Cultivars and disease resistance

From SportsTurf’s Feb issue, Pamela Sherratt’s “Q&A” column:

Q: While attending a conference session on gray leaf spot disease recently, I heard a speaker advise the audience to use a blend of turfgrass cultivars that displayed good genetic resistance to the disease. Using more resistant cultivars was just one tactic in a broader, more holistic approach that he felt was necessary to combat this pervasive disease. At the end of the presentation, an audience member asked where he might go to find more information about turfgrass cultivar selection and how to access the names of the best performing cultivars. I will attempt to address that question here.

A: The quick answer to the question about turfgrass cultivar performance is to recommend the National Turfgrass Evaluation Program ( website. NTEP is a non-profit organization that has (together with USDA) developed uniform evaluation trials of turfgrass species in the US and Canada. Trials are conducted at various locations and data is collected and disseminated on an annual basis. Trials include data on turfgrass quality, spring green-up, resistance to diseases and insects, tolerance to heat, cold, drought and traffic tolerance, etc.

This information is available through annual progress reports posted on the website. In addition to the NTEP data posted online, many schools, particularly land-grant universities, conduct turfgrass cultivar performance trials and publish their findings in annual research proceedings. Examples of schools that conduct trials and publish reports include Rutgers University, North Carolina State, University of Minnesota, University of Georgia, Oklahoma State, and Virginia Tech.

The Turf Breeders Association is a good place to look if you are searching for a turf breeder or seed-producer in your location. Turf breeders may be based at a university or with a seed company and they have extensive knowledge about the cultivars they sell and the availability of seed that year. Many of these turf breeders speak at STMA and regional conferences and have successful outreach programs. Dr. Bill Meyer and Dr. Leah Brilman are two that spring to mind. It’s also a good idea to have a rapport with a local seed supplier, as they will know what’s new and what is performing best in cultivar trials. Keep in mind that some of the cultivars listed in trials may not be commercially available yet, or may not produce consistent seed yields to make them commercially viable. This is sometimes the case with Kentucky bluegrass cultivars.

Evaluating the data from cultivar performance trials also deserves a mention. The cultivars are ranked 1-9, with 1 representing worst and 9 representing best. A quality rating of 6 or lower is considered unacceptable. The best rating of 9 is given to healthy turf with a fine leaf texture, high density and dark green color. The ratings are typically made monthly and are subjective in nature, though there are NTEP guidelines that each grader follows. Other data includes percent ground cover and depth of thatch. Cultivar differences are based on use of Least Significant Difference (LSD) statistics for mean separation. Per the NTEP website: “The LSD value(s) is located at the bottom of each table. To determine whether a cultivar’s performance is truly different from another, subtract one entry’s mean from another entry’s mean. If this value is larger than the LSD value, the observed difference in cultivar performance is significant and did not happen by chance. For example, two cultivars, ‘X’ and ‘Y’, have mean turfgrass quality values of 7.0 and 5.0, respectively, with the LSD value being 1.0. Since the difference between ‘X’ and ‘Y’ (2.0) is larger than the LSD value (1.0), cultivar ‘X’ performed significantly better than cultivar ‘Y’ for mean turfgrass quality.

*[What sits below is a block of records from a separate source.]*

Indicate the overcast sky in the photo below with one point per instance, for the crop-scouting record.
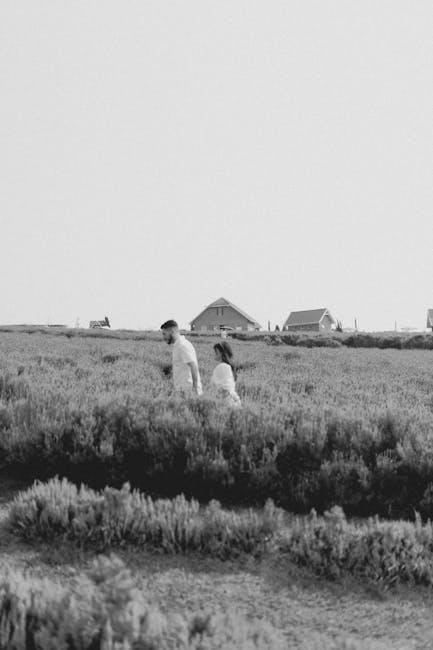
(155, 156)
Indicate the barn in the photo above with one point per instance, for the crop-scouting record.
(310, 320)
(223, 314)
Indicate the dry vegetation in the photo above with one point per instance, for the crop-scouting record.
(319, 428)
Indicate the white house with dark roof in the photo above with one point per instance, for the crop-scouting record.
(312, 320)
(223, 314)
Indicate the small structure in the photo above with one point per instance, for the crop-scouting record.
(98, 324)
(222, 315)
(311, 320)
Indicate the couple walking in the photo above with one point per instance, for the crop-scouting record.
(186, 375)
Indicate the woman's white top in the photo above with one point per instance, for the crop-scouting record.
(222, 377)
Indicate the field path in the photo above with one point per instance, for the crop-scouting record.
(293, 600)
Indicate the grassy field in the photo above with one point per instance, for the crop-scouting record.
(319, 427)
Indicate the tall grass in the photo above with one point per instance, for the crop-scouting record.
(105, 610)
(318, 427)
(117, 517)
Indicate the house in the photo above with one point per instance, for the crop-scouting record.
(313, 320)
(223, 314)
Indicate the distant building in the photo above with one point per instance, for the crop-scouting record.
(99, 324)
(311, 320)
(223, 314)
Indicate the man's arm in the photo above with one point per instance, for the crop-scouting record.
(194, 374)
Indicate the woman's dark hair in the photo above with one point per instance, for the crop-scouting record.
(226, 352)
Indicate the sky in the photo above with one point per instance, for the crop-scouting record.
(155, 156)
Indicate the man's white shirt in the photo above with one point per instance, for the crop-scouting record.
(184, 353)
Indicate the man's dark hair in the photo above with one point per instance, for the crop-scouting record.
(168, 324)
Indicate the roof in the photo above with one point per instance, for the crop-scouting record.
(307, 317)
(223, 302)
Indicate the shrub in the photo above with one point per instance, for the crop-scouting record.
(110, 518)
(386, 552)
(105, 610)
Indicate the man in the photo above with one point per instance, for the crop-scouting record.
(186, 376)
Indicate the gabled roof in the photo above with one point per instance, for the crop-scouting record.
(307, 317)
(223, 302)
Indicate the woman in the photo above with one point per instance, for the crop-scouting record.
(224, 375)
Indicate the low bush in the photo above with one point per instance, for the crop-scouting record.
(300, 459)
(58, 509)
(105, 610)
(385, 552)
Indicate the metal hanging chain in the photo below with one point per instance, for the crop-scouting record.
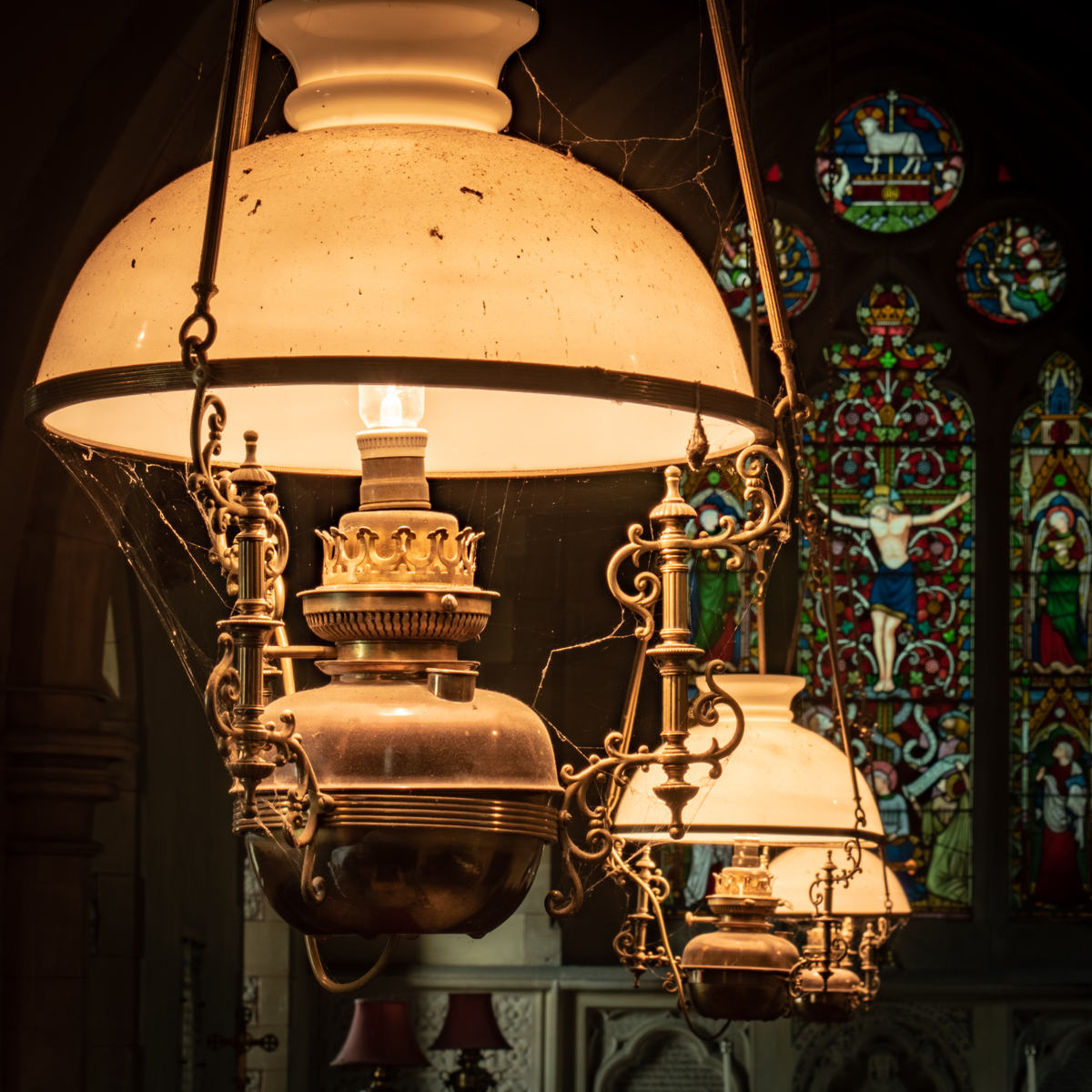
(195, 349)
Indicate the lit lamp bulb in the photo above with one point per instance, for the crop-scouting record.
(390, 407)
(392, 447)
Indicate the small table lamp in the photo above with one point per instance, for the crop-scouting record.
(470, 1027)
(380, 1037)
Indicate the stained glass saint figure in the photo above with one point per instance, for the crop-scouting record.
(1052, 568)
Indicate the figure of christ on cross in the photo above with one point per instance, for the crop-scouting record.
(895, 599)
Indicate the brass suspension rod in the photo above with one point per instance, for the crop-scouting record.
(753, 199)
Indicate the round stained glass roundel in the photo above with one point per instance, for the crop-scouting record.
(797, 270)
(1013, 271)
(894, 163)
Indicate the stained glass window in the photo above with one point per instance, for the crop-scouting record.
(798, 270)
(893, 460)
(893, 164)
(1052, 565)
(723, 617)
(1013, 271)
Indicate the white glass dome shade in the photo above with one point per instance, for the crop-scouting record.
(784, 785)
(795, 871)
(558, 322)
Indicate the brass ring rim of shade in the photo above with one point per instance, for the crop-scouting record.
(517, 377)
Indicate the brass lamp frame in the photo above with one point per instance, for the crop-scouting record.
(254, 561)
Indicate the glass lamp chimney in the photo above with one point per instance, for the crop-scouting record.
(387, 405)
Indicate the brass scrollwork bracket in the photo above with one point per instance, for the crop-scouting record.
(672, 654)
(250, 546)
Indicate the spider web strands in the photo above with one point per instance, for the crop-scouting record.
(150, 513)
(700, 157)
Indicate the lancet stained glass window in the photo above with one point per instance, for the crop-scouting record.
(893, 460)
(1052, 567)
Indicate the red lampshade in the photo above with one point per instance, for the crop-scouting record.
(381, 1036)
(470, 1025)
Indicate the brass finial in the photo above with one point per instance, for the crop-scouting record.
(672, 506)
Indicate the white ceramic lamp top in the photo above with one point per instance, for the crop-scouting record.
(560, 323)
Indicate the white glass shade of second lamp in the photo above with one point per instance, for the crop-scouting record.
(399, 239)
(866, 895)
(785, 785)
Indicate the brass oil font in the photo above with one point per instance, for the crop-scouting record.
(742, 970)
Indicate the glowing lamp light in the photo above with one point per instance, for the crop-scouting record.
(389, 407)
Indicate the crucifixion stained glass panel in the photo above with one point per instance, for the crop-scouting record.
(893, 460)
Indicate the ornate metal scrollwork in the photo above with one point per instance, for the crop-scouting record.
(252, 561)
(672, 654)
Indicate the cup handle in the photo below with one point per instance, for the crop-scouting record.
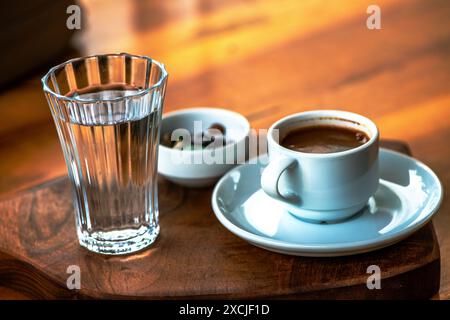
(271, 176)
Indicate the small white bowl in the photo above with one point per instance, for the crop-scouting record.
(188, 167)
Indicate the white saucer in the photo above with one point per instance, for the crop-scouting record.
(408, 196)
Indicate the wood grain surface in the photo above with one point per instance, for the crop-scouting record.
(194, 257)
(265, 59)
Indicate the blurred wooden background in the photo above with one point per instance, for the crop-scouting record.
(265, 59)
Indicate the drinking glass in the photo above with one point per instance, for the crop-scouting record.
(107, 111)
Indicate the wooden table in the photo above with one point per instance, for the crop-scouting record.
(265, 59)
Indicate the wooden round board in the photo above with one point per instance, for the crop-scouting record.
(194, 257)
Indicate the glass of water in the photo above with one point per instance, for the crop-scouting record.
(107, 110)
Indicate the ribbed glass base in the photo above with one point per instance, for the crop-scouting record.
(119, 242)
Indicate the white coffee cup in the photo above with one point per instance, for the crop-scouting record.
(322, 187)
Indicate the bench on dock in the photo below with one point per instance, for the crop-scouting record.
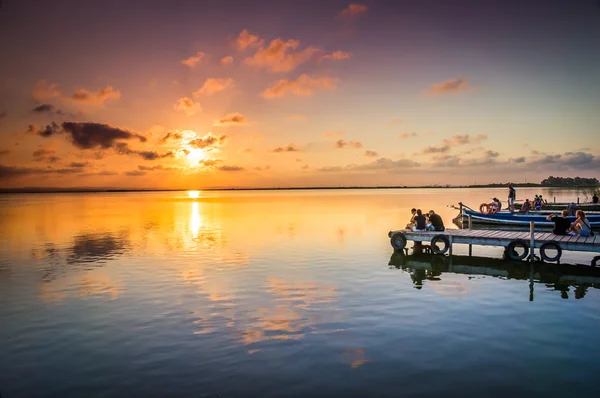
(511, 240)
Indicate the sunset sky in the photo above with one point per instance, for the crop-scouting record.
(199, 94)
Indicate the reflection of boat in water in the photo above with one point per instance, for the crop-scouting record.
(432, 267)
(506, 218)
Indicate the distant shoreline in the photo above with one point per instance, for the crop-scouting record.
(108, 190)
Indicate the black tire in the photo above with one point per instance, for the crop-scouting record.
(398, 241)
(553, 246)
(438, 239)
(512, 254)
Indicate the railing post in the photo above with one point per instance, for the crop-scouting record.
(532, 240)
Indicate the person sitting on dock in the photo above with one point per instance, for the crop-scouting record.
(512, 196)
(420, 222)
(561, 224)
(525, 207)
(581, 226)
(435, 222)
(411, 223)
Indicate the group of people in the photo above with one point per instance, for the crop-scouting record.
(562, 225)
(428, 222)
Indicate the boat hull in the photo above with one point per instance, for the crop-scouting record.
(521, 220)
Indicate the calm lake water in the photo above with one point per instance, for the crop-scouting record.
(284, 293)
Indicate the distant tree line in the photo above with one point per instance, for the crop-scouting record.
(569, 182)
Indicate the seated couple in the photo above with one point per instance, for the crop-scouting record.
(420, 223)
(562, 225)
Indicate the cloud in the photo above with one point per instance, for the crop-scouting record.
(8, 172)
(193, 60)
(213, 85)
(230, 168)
(135, 173)
(97, 135)
(48, 131)
(209, 162)
(171, 135)
(209, 141)
(404, 136)
(436, 149)
(43, 91)
(48, 108)
(246, 40)
(303, 85)
(95, 98)
(353, 11)
(152, 155)
(288, 148)
(43, 108)
(187, 105)
(379, 164)
(232, 119)
(340, 144)
(449, 86)
(280, 56)
(337, 55)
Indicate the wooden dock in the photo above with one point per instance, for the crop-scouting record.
(525, 242)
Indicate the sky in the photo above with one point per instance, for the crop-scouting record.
(218, 94)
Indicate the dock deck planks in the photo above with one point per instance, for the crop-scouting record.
(491, 237)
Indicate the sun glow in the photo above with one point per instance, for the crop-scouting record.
(195, 155)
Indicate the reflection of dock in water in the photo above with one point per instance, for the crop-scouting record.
(422, 267)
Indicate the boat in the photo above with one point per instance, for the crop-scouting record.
(556, 206)
(507, 218)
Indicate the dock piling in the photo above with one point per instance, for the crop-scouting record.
(532, 240)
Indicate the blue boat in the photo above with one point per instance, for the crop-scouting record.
(517, 219)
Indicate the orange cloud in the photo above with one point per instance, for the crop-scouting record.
(341, 144)
(337, 55)
(213, 85)
(232, 119)
(187, 105)
(303, 85)
(95, 98)
(246, 39)
(353, 11)
(404, 136)
(193, 60)
(288, 148)
(226, 60)
(42, 90)
(279, 56)
(449, 86)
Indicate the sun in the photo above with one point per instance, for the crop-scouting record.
(195, 155)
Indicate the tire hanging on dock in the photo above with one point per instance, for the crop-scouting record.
(398, 241)
(439, 239)
(550, 246)
(512, 254)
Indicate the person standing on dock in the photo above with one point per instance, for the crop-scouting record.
(512, 196)
(561, 224)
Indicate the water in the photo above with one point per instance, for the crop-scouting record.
(286, 293)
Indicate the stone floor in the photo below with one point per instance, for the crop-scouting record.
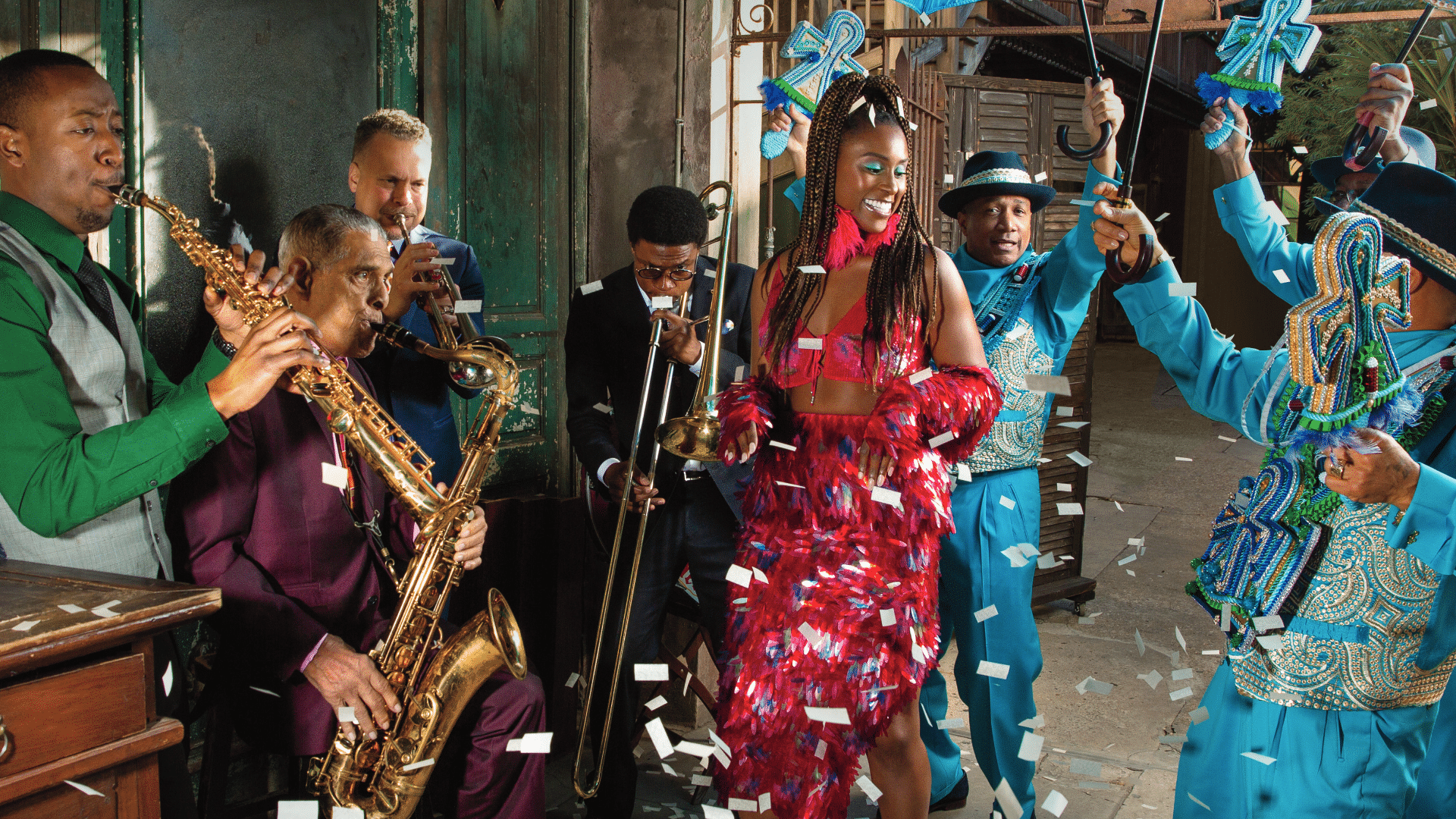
(1138, 488)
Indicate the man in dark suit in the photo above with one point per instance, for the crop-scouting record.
(695, 506)
(303, 560)
(391, 181)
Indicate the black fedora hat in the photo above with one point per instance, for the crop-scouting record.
(995, 174)
(1414, 207)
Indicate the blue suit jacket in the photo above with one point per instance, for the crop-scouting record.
(416, 390)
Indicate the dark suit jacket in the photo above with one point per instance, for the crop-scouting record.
(416, 390)
(607, 337)
(255, 519)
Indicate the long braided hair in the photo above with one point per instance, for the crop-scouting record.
(896, 290)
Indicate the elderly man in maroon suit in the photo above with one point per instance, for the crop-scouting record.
(302, 558)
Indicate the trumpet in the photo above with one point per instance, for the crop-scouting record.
(463, 369)
(695, 438)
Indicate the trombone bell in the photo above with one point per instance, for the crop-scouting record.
(693, 436)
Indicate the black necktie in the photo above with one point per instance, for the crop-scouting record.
(96, 293)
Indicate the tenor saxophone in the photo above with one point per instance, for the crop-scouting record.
(433, 676)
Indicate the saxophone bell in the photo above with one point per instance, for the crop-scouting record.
(482, 363)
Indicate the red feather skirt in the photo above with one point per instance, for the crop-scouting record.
(840, 613)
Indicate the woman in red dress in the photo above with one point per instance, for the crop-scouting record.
(835, 614)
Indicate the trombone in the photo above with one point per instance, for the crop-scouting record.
(695, 438)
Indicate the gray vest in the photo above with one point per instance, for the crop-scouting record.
(108, 387)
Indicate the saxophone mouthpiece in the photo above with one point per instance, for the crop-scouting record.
(398, 335)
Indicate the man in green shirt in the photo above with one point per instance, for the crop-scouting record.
(92, 426)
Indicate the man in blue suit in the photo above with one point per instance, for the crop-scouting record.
(391, 180)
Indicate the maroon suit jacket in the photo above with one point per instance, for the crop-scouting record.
(255, 519)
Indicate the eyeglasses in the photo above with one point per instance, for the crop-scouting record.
(654, 273)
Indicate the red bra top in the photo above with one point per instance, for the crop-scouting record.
(839, 353)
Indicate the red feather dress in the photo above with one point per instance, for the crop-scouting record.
(836, 604)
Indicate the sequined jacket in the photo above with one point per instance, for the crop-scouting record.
(1376, 626)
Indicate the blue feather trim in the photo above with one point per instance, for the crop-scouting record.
(774, 96)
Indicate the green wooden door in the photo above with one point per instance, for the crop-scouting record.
(498, 86)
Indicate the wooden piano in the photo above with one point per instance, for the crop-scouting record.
(77, 694)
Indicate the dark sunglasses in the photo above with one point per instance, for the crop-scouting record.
(654, 273)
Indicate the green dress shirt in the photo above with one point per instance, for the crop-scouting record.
(55, 475)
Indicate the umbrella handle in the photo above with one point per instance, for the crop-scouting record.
(1085, 155)
(1363, 146)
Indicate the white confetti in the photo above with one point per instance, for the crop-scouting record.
(1057, 385)
(1030, 746)
(335, 475)
(93, 792)
(650, 672)
(536, 742)
(998, 670)
(1006, 798)
(1269, 623)
(695, 749)
(865, 784)
(889, 497)
(660, 742)
(835, 716)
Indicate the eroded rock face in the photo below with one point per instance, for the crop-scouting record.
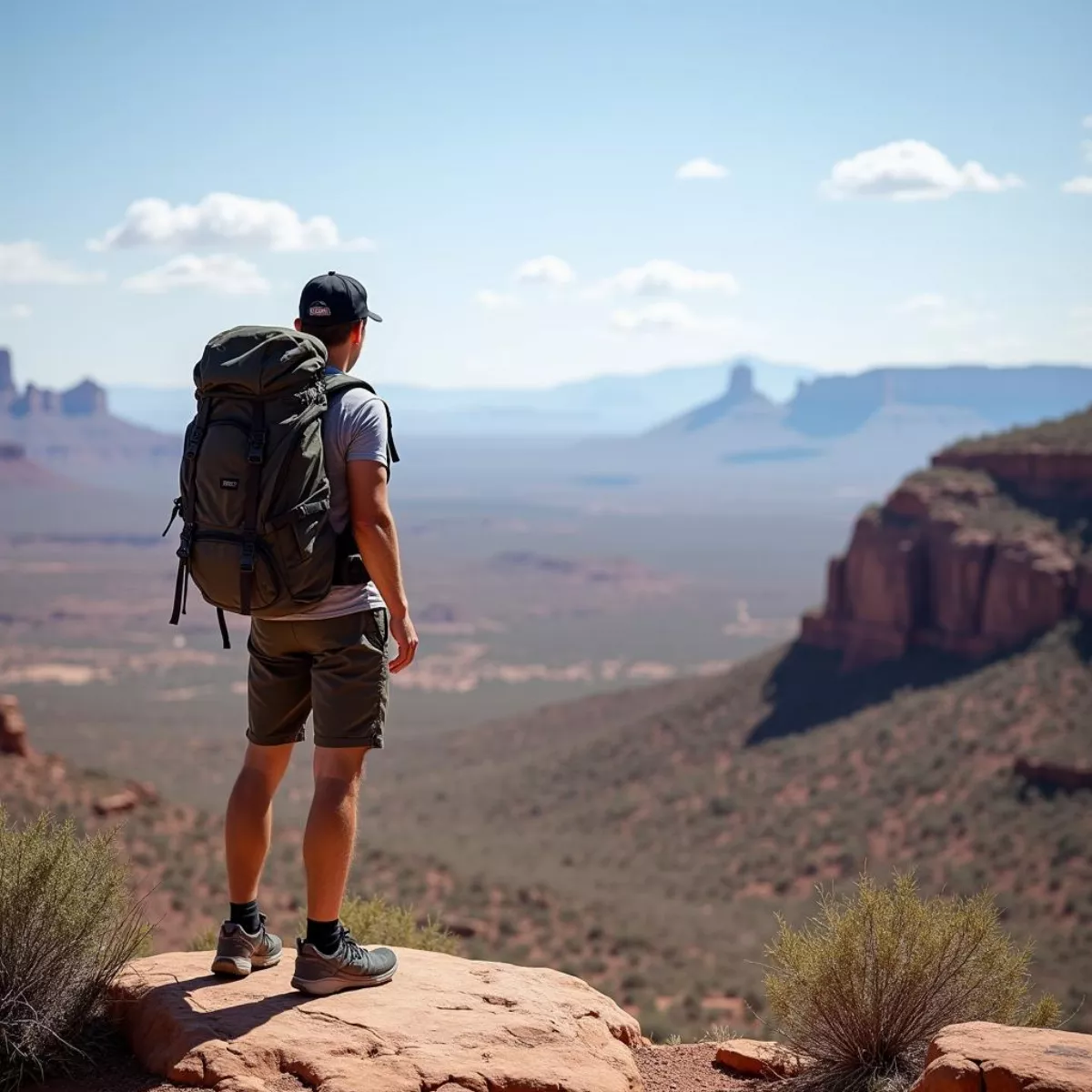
(12, 727)
(753, 1057)
(986, 1057)
(1035, 472)
(945, 563)
(443, 1022)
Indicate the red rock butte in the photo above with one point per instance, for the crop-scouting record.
(975, 556)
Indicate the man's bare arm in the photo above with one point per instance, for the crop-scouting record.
(378, 541)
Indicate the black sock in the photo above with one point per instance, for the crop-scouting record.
(326, 936)
(246, 915)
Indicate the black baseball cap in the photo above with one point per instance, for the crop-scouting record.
(332, 299)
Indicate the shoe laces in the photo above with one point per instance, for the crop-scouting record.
(358, 954)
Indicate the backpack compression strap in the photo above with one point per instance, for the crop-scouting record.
(339, 383)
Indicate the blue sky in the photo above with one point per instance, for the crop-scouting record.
(883, 181)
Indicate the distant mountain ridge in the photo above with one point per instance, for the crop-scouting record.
(603, 405)
(72, 434)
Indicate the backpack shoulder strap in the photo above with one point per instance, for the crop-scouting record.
(339, 383)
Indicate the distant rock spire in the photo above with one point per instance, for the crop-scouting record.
(742, 382)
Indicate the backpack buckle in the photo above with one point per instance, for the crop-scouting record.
(184, 541)
(256, 452)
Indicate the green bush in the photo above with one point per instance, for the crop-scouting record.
(376, 922)
(68, 925)
(866, 984)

Please remember that results can vary from year to year and from location to location. Therefore, always reference the LSD value when interpreting test results.”

One of the most important considerations when selecting athletic field cultivars is its ability to withstand wear injury and compaction stress. As defined in the NTEP rating guidelines, wear injury occurs immediately upon trafficking a turf. Wear injury symptoms are often expressed within hours and definitely within days. Compaction stress injury is more chronic and is expressed over time. Traffic tolerance ratings are conducted at several sites and simulated traffic is applied using different types of equipment, so there may be some variation among results, but the data does give a good indication of a particular cultivar’s tolerance level. Since not all states have a traffic trial it’s important to use data from the closest regional trial.

Since so much perennial ryegrass is used on sports fields, another important consideration when selecting athletic field cultivars is disease resistance, particularly the level of tolerance to destructive diseases like gray leaf spot, Pythium and brown patch. It’s important to note that some cultivars are more resistant to disease than others, but none are immune. Other criteria that are particularly desirable for turf on athletic fields include spring green-up (important for spring sports like lacrosse and baseball), seedling vigor and overall turf quality, which is a combination of color, texture and density.

In summary, the NTEP website is an invaluable tool for selecting the best cultivars for athletic fields in a given location, but establish a good rapport with your local seed supplier to see which of your preferred cultivars are available.